Ibu Jangan Tinggalkan Aku
Di sebuah rumah sederhana di pinggir kota, hidup seorang ibu bernama Siti yang sakit parah. Dia punya dua anak: Rian, cowok remaja berusia 16 tahun yang selalu ceria, dan Maya, cewek kecil 10 tahun yang manja. Mereka tinggal bersama dua tetangga dekat: Tante Lina, perempuan 40 tahun yang seperti kakak bagi Siti, dan Pak Budi, tetangga laki-laki 50 tahun yang sering bantu urusan rumah. Ada juga Sari, adik ipar Siti yang datang dari kampung, perempuan 30 tahun yang penuh kasih sayang.

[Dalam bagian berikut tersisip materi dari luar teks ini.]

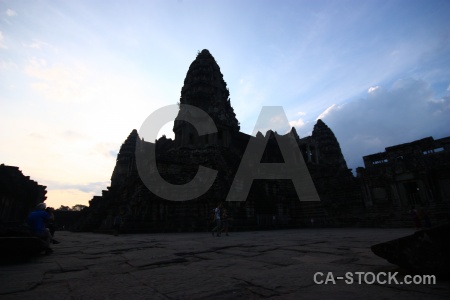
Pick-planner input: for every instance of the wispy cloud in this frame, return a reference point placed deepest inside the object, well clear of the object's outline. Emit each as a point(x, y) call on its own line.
point(59, 82)
point(405, 112)
point(2, 44)
point(11, 13)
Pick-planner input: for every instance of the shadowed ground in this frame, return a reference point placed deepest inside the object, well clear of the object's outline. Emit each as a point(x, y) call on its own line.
point(266, 264)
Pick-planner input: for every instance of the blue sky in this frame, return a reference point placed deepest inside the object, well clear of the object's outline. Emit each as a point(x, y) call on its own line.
point(76, 77)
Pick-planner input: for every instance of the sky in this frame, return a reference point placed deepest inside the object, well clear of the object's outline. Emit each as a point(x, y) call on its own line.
point(76, 77)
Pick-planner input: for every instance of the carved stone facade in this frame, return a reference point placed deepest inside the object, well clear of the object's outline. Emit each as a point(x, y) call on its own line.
point(269, 203)
point(415, 174)
point(18, 194)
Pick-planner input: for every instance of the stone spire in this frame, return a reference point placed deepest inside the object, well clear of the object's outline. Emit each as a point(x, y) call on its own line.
point(126, 161)
point(205, 88)
point(329, 150)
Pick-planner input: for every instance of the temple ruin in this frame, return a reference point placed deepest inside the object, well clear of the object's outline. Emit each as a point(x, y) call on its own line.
point(406, 176)
point(270, 202)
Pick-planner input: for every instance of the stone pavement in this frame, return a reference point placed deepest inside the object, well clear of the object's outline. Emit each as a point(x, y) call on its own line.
point(276, 264)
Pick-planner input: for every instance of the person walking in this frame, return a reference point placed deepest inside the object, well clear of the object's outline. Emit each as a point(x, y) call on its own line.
point(217, 215)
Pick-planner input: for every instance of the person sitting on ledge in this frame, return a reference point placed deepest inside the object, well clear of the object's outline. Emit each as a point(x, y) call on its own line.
point(36, 222)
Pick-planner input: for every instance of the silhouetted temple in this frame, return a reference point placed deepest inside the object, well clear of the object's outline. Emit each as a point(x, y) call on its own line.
point(411, 175)
point(270, 202)
point(18, 194)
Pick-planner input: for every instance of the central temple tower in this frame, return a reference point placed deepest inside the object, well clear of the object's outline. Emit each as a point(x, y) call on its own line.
point(205, 88)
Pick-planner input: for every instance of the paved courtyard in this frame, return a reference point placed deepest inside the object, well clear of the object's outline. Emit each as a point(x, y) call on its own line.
point(278, 264)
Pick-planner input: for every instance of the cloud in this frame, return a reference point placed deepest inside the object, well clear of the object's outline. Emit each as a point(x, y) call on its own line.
point(73, 135)
point(91, 187)
point(59, 83)
point(406, 112)
point(328, 111)
point(11, 13)
point(38, 44)
point(373, 89)
point(2, 45)
point(107, 150)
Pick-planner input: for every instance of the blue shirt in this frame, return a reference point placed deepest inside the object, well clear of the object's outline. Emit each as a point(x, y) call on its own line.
point(36, 221)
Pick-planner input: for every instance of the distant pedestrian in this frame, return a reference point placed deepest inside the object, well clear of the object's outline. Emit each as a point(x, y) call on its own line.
point(51, 224)
point(217, 217)
point(424, 218)
point(36, 221)
point(117, 224)
point(416, 219)
point(225, 221)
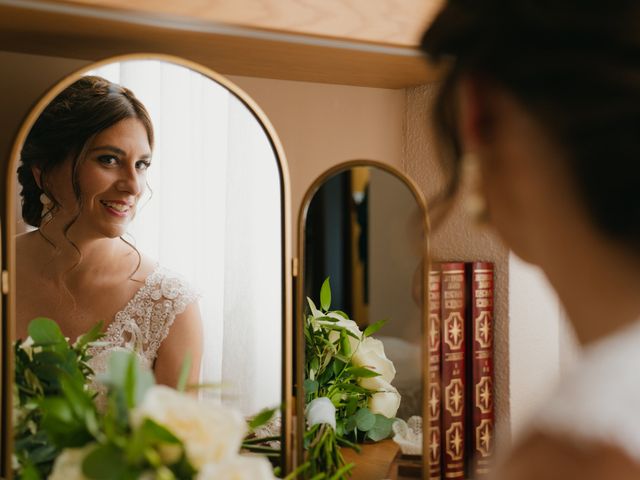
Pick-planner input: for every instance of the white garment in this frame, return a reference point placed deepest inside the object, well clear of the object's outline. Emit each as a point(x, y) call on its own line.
point(143, 324)
point(599, 401)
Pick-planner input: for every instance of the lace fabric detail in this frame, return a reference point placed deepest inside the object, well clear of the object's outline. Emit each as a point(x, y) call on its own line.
point(143, 324)
point(598, 402)
point(408, 435)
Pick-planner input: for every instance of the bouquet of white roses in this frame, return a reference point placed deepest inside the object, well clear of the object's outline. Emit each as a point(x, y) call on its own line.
point(348, 393)
point(145, 431)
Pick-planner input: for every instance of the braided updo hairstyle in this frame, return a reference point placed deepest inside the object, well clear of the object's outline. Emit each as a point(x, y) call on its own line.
point(81, 111)
point(575, 66)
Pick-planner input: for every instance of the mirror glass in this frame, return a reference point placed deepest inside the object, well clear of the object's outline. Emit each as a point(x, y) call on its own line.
point(364, 230)
point(189, 227)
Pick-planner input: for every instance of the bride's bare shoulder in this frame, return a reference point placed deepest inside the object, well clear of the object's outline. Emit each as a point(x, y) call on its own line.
point(551, 457)
point(27, 247)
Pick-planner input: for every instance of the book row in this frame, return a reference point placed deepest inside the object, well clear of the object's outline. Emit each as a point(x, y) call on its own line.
point(461, 378)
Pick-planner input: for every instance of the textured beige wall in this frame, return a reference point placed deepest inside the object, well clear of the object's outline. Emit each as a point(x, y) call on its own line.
point(458, 238)
point(323, 125)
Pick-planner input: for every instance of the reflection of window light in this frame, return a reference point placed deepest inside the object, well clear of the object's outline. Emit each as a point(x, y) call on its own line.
point(358, 197)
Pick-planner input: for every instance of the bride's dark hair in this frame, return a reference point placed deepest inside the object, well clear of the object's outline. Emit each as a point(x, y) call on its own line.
point(63, 130)
point(575, 66)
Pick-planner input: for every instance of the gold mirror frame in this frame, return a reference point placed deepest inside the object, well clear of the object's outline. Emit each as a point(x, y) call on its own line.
point(300, 301)
point(8, 253)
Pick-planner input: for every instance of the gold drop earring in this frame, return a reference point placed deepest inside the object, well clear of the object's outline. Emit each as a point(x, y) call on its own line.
point(475, 203)
point(47, 207)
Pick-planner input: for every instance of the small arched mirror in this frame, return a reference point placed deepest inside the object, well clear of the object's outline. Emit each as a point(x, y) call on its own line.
point(201, 214)
point(361, 315)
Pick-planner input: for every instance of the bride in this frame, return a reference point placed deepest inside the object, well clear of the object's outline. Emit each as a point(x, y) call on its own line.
point(83, 173)
point(544, 97)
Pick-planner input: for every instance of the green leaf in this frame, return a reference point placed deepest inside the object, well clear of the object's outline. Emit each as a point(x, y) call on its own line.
point(106, 462)
point(310, 386)
point(130, 382)
point(45, 331)
point(261, 418)
point(337, 366)
point(365, 420)
point(126, 376)
point(382, 428)
point(327, 319)
point(184, 373)
point(350, 424)
point(91, 336)
point(315, 313)
point(362, 372)
point(345, 344)
point(325, 295)
point(374, 327)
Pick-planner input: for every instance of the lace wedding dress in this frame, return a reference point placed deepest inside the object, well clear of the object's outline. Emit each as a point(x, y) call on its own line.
point(143, 324)
point(599, 401)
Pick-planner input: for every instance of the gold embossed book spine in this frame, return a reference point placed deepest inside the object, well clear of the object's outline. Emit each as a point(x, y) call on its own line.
point(434, 394)
point(453, 368)
point(482, 323)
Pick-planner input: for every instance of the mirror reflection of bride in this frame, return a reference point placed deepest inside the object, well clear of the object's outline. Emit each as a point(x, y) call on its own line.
point(83, 173)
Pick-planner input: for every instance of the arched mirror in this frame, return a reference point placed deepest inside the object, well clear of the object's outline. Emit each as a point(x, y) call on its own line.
point(200, 210)
point(361, 316)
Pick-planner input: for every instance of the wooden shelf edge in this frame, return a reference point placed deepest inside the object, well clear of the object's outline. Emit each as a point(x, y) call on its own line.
point(74, 36)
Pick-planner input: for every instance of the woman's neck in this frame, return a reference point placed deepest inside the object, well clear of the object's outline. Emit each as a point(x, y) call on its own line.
point(598, 283)
point(74, 257)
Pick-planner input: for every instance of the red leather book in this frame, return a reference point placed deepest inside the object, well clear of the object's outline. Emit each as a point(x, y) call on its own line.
point(434, 397)
point(453, 368)
point(482, 367)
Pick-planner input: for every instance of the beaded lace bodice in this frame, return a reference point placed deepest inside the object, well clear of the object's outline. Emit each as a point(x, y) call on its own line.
point(599, 401)
point(143, 324)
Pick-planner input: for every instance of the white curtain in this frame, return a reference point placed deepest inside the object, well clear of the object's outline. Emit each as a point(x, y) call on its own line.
point(215, 218)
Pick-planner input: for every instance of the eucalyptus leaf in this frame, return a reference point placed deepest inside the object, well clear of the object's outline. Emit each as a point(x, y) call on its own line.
point(262, 418)
point(325, 295)
point(45, 331)
point(310, 386)
point(91, 336)
point(314, 310)
point(374, 327)
point(105, 462)
point(365, 420)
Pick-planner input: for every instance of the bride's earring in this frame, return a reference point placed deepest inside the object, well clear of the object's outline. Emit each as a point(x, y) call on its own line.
point(47, 207)
point(475, 202)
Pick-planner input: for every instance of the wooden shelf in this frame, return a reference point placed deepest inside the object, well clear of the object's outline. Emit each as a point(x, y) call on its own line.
point(91, 33)
point(373, 461)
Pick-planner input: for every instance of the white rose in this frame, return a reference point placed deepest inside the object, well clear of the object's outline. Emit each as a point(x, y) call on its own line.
point(209, 431)
point(68, 465)
point(238, 468)
point(386, 400)
point(321, 410)
point(370, 354)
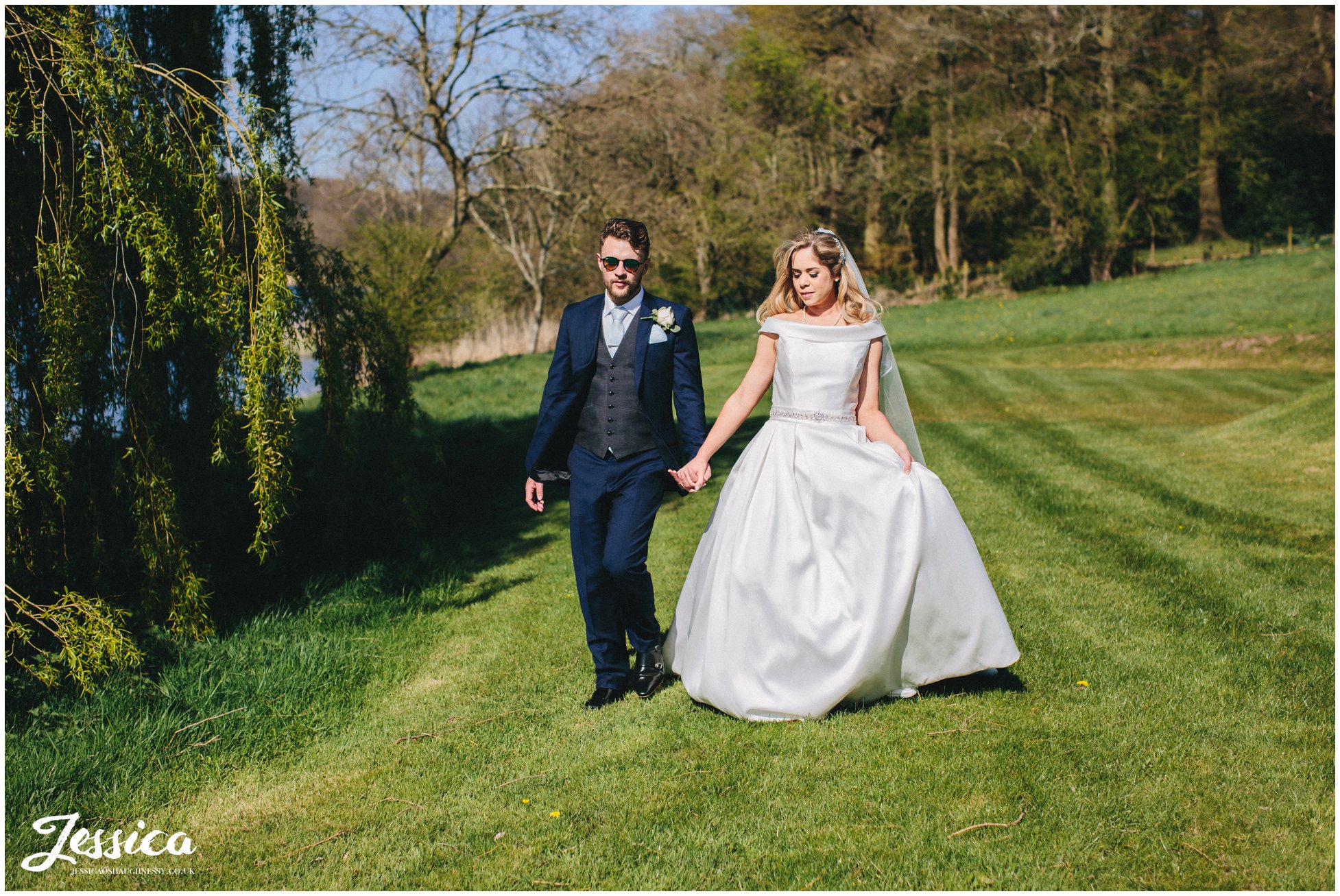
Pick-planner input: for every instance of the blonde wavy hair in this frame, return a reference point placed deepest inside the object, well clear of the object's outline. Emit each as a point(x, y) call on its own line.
point(857, 307)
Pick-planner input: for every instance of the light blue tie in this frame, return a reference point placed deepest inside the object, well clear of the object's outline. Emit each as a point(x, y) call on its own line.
point(618, 327)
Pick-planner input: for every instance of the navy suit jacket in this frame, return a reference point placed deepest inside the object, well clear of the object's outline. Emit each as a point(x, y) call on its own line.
point(664, 372)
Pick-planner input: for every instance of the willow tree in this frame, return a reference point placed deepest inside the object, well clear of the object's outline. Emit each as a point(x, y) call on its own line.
point(152, 339)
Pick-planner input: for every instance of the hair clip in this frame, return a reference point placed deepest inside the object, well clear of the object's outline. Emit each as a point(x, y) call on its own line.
point(842, 250)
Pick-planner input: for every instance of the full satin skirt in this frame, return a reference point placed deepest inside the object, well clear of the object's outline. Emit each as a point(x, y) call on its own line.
point(827, 575)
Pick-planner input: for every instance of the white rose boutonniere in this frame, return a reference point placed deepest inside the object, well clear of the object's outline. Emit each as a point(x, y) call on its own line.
point(664, 317)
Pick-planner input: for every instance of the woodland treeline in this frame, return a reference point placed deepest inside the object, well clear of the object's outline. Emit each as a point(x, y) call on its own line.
point(164, 271)
point(955, 147)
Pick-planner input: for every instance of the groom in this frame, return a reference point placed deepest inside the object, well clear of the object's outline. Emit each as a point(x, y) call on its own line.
point(606, 429)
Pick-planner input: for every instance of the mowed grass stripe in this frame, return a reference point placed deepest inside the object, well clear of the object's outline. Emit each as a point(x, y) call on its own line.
point(1201, 754)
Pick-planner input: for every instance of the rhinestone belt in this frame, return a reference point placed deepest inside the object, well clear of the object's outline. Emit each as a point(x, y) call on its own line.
point(811, 417)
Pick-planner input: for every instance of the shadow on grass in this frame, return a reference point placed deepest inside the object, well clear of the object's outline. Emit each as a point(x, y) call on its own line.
point(976, 683)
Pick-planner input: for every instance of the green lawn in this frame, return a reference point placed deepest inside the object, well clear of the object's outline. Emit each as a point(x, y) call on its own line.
point(1149, 470)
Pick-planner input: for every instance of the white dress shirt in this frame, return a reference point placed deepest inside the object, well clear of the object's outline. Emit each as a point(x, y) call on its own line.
point(612, 338)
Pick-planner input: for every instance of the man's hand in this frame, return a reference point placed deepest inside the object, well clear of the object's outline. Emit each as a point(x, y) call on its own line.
point(535, 494)
point(693, 474)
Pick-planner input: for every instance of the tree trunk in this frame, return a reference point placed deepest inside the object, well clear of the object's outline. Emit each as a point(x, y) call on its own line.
point(1212, 212)
point(1106, 239)
point(873, 237)
point(702, 267)
point(937, 180)
point(538, 313)
point(950, 168)
point(1326, 40)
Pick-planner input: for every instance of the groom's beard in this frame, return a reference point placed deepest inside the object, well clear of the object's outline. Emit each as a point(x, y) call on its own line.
point(623, 289)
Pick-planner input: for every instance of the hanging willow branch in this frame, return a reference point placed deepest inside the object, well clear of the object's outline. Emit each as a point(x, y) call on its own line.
point(149, 315)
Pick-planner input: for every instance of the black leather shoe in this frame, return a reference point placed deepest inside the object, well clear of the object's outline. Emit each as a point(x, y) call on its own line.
point(603, 697)
point(649, 673)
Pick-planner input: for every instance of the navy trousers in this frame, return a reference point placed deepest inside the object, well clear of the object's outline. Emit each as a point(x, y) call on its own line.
point(612, 505)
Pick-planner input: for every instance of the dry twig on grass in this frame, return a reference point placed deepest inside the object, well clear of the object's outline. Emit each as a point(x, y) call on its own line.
point(522, 779)
point(1201, 853)
point(416, 737)
point(338, 834)
point(185, 727)
point(992, 824)
point(964, 727)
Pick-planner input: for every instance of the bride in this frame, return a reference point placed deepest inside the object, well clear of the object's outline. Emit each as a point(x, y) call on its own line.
point(835, 567)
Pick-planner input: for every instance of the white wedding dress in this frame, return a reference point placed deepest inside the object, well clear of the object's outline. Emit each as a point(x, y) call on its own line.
point(826, 574)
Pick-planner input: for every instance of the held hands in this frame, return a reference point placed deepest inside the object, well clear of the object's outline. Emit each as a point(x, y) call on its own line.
point(535, 494)
point(693, 474)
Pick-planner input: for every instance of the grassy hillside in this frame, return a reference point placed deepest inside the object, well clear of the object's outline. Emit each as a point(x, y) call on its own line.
point(1149, 470)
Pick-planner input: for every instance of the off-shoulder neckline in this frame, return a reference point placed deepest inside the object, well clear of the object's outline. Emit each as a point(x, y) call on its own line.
point(799, 323)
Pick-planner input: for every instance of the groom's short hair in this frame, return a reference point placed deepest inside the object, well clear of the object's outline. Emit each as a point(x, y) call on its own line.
point(636, 233)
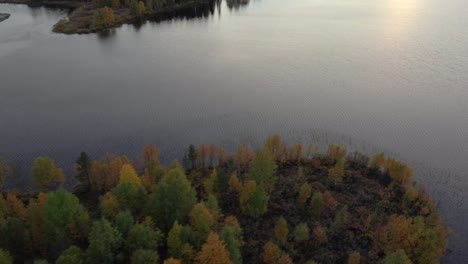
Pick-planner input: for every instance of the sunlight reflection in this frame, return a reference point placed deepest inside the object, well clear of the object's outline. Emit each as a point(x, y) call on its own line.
point(401, 17)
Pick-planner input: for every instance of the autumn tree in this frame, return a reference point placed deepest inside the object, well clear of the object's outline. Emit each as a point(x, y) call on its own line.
point(329, 201)
point(130, 197)
point(341, 220)
point(151, 159)
point(231, 234)
point(211, 184)
point(398, 171)
point(45, 174)
point(37, 227)
point(337, 172)
point(72, 255)
point(320, 235)
point(311, 151)
point(109, 205)
point(15, 207)
point(354, 258)
point(201, 221)
point(202, 154)
point(124, 222)
point(213, 252)
point(174, 240)
point(262, 170)
point(335, 153)
point(103, 17)
point(5, 172)
point(295, 153)
point(212, 154)
point(281, 231)
point(276, 148)
point(420, 241)
point(301, 232)
point(192, 155)
point(243, 157)
point(173, 199)
point(129, 175)
point(14, 236)
point(234, 184)
point(253, 200)
point(5, 257)
point(220, 154)
point(317, 203)
point(64, 218)
point(105, 172)
point(83, 169)
point(143, 237)
point(172, 261)
point(304, 193)
point(104, 243)
point(144, 256)
point(272, 254)
point(377, 160)
point(397, 257)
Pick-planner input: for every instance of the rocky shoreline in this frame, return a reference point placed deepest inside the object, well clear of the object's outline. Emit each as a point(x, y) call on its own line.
point(4, 16)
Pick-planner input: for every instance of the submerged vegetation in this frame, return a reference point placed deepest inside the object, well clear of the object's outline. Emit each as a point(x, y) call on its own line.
point(276, 205)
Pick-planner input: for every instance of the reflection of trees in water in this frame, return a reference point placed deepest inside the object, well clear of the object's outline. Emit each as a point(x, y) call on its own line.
point(201, 10)
point(237, 4)
point(106, 34)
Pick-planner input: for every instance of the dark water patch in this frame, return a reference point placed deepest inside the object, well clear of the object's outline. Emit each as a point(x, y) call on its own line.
point(4, 17)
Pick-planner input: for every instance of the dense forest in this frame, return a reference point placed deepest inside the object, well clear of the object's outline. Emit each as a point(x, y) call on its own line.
point(279, 204)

Suatu sore, Siti terbaring lemah di tempat tidur. Tubuhnya kurus, wajahnya pucat karena penyakit yang sudah lama dideritanya. Rian duduk di samping, memegang tangan ibunya erat. "Bu, minum obatnya dulu ya," katanya lembut, suaranya bergetar. Maya meringkuk di kaki ranjang, matanya merah karena menangis seharian. "Ibu, jangan sakit lagi. Aku mau Ibu ceritain dongeng setiap malam," rengeknya, suaranya parau.
Tante Lina masuk membawa sup hangat. "Siti, kamu harus kuat. Anak-anak butuh kamu," katanya sambil menyeka air mata. Pak Budi berdiri di pintu, tangannya gemetar memegang obat. "Kita sudah hubungi dokter lagi besok. Sabar ya," gumamnya, mencoba tegar meski hatinya pilu. Sari duduk di kursi, memeluk foto keluarga lama. "Kak, ingat waktu kita kecil dulu? Kamu selalu jagain aku. Sekarang giliran aku jagain kamu," bisiknya, air mata menetes.
Malam itu, hujan deras mengguyur. Siti membuka mata pelan, memanggil anak-anaknya. Rian dan Maya mendekat, wajah mereka penuh harap. "Anak-anakku... Ibu sayang kalian. Jangan sedih kalau Ibu pergi. Kalian harus saling jaga, ya? Belajar yang rajin, dan ingat Ibu selalu di hati." Suaranya lemah, tapi penuh cinta. Maya menangis tersedu, "Ibu, jangan tinggalkan aku! Aku takut sendirian!" Rian memeluk adiknya, air matanya jatuh. "Bu, kami janji. Tapi tolong sembuh..."
Tante Lina dan Sari menangis diam-diam, Pak Budi menunduk. Siti tersenyum tipis, lalu matanya terpejam pelan. Ruangan hening, hanya suara hujan dan isak tangis. Rian memeluk Maya erat, "Kita kuat, Dek. Ibu pasti bangga." Mereka semua berpegangan tangan, merasakan kehilangan yang dalam. Sejak itu, rumah terasa sepi, tapi kenangan Siti menyatukan mereka selamanya. Cinta ibu tak pernah benar-benar pergi.